– Марго, ты почему до сих пор не встала? У вас отменилась пара?

– Можно и так сказать, – проворчала я, натягивая на голову одеяло, которое, впрочем, тут же сдернули обратно.

– Не поняла. Ты что, решила прогулять?!

– Именно, – снова потянула край одеяла, пытаясь отобрать у матери вожделенный кусок ткани. – Дай поспать!

Но справиться с родительницей, бодрой, уже позавтракавшей и полной сил, было нереально. Чуть поборовшись с сонной дочерью, она стащила с кровати одеяло и кинула его на кресло.

– Ой, холодно же! – пискнула я и мигом свернулась в клубок.

– Так ты оденься, и станет тепло, – мама отошла к туалетному столику и принялась поправлять светло-русые локоны, лежащие в восхитительном, ненавязчиво идеальном беспорядке (о, мне было известно, сколько времени и сил уходило на создание этой обманчивой ненавязчивости!). Она всегда просыпалась раньше всех в квартире, а, может, и целом доме.
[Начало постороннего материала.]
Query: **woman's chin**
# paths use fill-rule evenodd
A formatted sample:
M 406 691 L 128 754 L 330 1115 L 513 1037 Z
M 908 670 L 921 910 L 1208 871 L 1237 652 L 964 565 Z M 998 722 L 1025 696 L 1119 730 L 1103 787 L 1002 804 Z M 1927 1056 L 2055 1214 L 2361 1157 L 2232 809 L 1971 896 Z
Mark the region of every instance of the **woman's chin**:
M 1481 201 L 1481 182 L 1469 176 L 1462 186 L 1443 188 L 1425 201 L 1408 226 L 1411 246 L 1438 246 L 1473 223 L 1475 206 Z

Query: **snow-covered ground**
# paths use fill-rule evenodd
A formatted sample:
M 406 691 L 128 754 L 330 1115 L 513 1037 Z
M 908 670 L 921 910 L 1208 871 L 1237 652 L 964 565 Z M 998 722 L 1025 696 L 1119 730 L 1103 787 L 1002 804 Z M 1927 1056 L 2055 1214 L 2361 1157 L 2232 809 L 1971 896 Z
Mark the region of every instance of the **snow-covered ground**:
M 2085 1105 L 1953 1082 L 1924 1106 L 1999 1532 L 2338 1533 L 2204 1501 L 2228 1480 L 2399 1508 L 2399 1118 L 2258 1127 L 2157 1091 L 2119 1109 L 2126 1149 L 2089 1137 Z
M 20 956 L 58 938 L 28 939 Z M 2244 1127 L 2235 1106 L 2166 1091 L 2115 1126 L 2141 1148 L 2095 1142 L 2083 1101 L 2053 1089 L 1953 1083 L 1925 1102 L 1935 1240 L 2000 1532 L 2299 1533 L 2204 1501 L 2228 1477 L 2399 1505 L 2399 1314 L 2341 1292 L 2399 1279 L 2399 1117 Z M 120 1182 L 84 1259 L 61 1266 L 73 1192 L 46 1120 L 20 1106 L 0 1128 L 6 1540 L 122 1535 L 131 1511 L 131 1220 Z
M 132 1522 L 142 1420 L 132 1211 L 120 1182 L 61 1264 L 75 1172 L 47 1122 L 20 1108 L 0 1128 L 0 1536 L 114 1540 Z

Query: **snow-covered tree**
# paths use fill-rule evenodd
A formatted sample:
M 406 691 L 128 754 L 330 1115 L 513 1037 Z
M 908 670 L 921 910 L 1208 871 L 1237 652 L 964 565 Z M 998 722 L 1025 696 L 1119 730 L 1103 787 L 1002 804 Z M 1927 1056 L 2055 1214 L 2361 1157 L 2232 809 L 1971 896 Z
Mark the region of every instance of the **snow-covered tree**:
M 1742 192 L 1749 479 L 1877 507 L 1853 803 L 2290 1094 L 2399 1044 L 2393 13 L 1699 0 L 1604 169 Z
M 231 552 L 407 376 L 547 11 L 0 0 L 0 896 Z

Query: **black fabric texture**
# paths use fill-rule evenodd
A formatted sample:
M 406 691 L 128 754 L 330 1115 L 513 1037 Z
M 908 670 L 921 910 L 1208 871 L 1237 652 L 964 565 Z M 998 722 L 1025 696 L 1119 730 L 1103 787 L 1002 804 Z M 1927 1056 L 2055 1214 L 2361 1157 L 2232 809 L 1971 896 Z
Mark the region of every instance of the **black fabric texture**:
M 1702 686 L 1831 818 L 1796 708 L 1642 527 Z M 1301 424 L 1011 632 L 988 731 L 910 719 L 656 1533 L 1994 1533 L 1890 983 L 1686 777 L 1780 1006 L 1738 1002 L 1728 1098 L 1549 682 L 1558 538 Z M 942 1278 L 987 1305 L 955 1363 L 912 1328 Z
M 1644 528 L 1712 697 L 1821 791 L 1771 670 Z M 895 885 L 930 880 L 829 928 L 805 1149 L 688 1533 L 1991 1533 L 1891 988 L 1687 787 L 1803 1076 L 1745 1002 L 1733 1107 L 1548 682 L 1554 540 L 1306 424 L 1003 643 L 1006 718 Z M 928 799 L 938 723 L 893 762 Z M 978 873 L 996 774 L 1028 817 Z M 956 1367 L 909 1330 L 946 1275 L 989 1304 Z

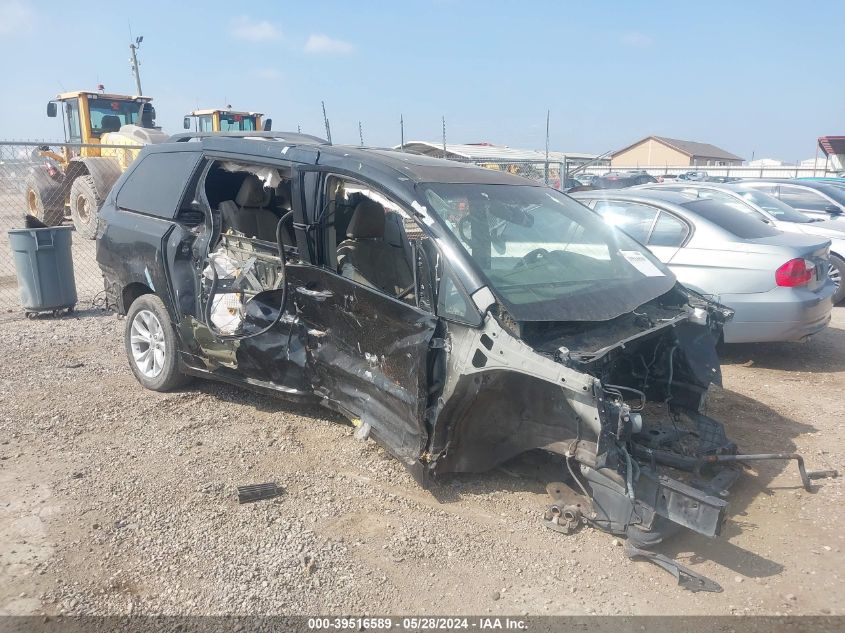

И к моменту моего пробуждения уже сияла и благоухала, словно волшебное, не ведающее, что такое ночной сон, создание.

– Не станет. Почему ты так жестока?! – возопила я.

– Так. – Тихо цокая невысокими каблучками, прикрепленными к атласным домашним тапочкам цвета пыльной розы, мама подошла к шкафу, достала оттуда плюшевый халат и положила его рядом со мной, а сама села рядом. – Что-то случилось?

Я нехотя приподнялась и накинула на себя халат. Все равно досыпать мне уже не светит: придется врать матери и слушать ответные нравоучения…. Солнце, по осени перестающее вставать спозаранку, освещало спаленку тусклыми лучами. По сравнению с шикарными хоромами Верстовских моя комната выглядела чуднО и слегка убого. Бежевые обои в мелкий цветочек уже не соответствовали моему возрасту и внутреннему состоянию. Светлый гарнитур из шкафа, стула, письменного и туалетного стола покупался при царе Горохе. На спинке кровати красовалась розовая, с белым кружевом, обивка. С люстры свисали декоративные бусы и фигурка маленькой балерины. Что ж. Во времена учебы в школе интерьер сего места меня вполне устраивал. А после я уехала в Англию, и родители оставили все, как есть, дабы тешить себя надеждой, что однажды их маленькая дочурка вернется в свою детскую спальню. Не зря, однако.

– Просто не хочу сегодня ехать на занятия, – вздохнула я. – Мне что, нельзя хотя бы раз проспать?!

Мама помолчала. Милосердие боролось в ней с родительской строгостью. И последняя перевешивала, как обычно.

– Можно. Но это плохо скажется на твоей успеваемости, и, главное, репутации. Ты совсем недавно в Литературном, и прогулы…

– “Успеваемости”? “Репутации”?! – перебила я ее. – Да пофиг вообще. Мне декан самолично предложил свалить куда подальше из их Литературного…

– Интересно… – она округлила светло-зеленые, аккуратно прокрашенные тушью глаза. Цвет радужки мне, кстати, достался от нее, как и некоторые другие особенности “околомодельной” внешности – высокий рост и стройное тело. – И чем ты заслужила такое предложение?

– Ничем! – гневно, а потому почти искренне, соврала я. – Не нравится ему, что я посреди учебного процесса заявилась, и что пройденная мной программа отличается от той, что дают у них!

Я натянула на голову плюшевый капюшон, сложила руки на груди и насупилась, словно маленький ребенок. Так и не повзрослевший интерьер спальни действовал на меня соответствующим образом. Но мне и правда хотелось малодушно прогулять. Мама вздохнула и обратила взор вдаль.

– Юрий!

Ну вот, она позвала отца. Через десять секунд в спальню заглянула всклокоченная, светлая, наполовину седая голова моего второго родителя, принеся с собой уютный аромат булочек и яичницы.